It is colorless, toxic and, in addition, it smells bad: phosphine is the substance found by a group of astronomers in the Venus clouds and that could be an indication of the presence of life
“When we got the first hints of phosphine in the Venus spectrum, it was a shock ,” team leader Jane Greaves of Cardiff University was quoted as saying in a statement.
The group believes their discovery is significant but acknowledges that confirming the presence of “life” takes much more work.
What is phosphine?
Phosphane or phosphine gas (PH3) is a molecule made up of one atom of phosphorus and three of hydrogen.
Phosphine is a colorless, toxic gas with the odor of rotting garlic or fish, describes the US Agency for Toxic Substances and Disease Registry (ATSDR).
It is also extremely flammable and explosive . It can ignite spontaneously in contact with air.
It is on the Occupational Safety and Health Administration (OSHA) Hazardous Substance List as it is toxic to humans.
It mainly affects the cardiovascular and respiratory system . Inhaling it can range from irritating the nose to damaging the lungs. It can also cause dizziness and nausea, among other symptoms.
What is the relationship between phosphine and life?
On our planet, phosphine is associated with life because it is found in microbes that live in the guts of animals.
For example, since PH3 was found in rocks that had penguin droppings.
The substance is also present in oxygen-poor environments such as swamps.
But in general, phosphine is related to insecticides and is produced industrially.
“Phosphine is used as a fumigant, as a doping agent in electronic components, and in chemical synthesis,” lists the New Jersey Department of Health and Senior Services.
Professor Greaves and her colleagues first identified phosphine on Venus with the help of the James Clerk Maxwell telescope in Hawaii, and then confirmed its presence using the Atacama telescope in Chile.
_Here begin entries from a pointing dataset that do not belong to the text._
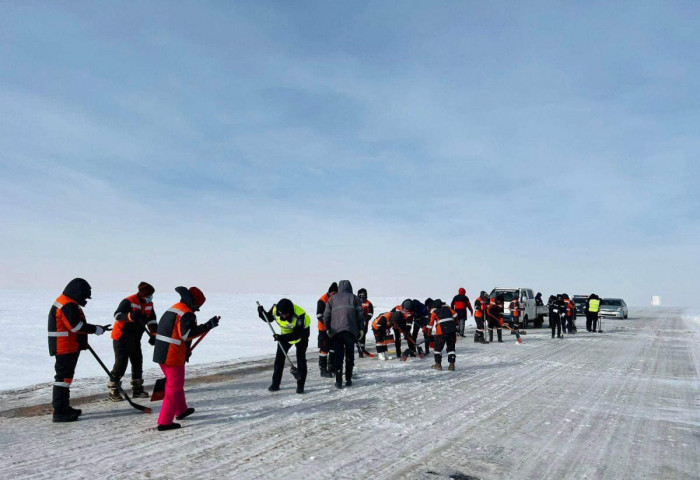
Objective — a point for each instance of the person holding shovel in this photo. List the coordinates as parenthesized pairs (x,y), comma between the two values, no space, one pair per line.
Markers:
(176,330)
(295,328)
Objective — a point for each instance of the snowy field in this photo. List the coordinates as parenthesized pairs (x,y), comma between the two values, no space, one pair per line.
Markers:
(241,334)
(618,405)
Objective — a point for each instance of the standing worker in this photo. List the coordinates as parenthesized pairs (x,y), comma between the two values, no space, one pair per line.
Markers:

Phosphine has a distinctive “absorption line” that these radio telescopes perceive at a wavelength of approximately 1 millimeter.
The gas can be observed in the middle latitudes of the planet at approximately 50-60 km altitude.
The concentration is small, they form only 10-20 parts in every billion atmospheric molecules. But in this context, that’s a lot.
So the team of scientists is now wondering how phosphine got there if there is no animal excrement and less industry to manufacture it.
Along with the details of the findings of phosphine on Venus, astronomers published in the journal Nature Astronomy various investigations that they have done to try to show that this molecule could have a natural and non-biological origin.
However, the true reason for the presence of phosphine in the clouds of Venus is still unknown.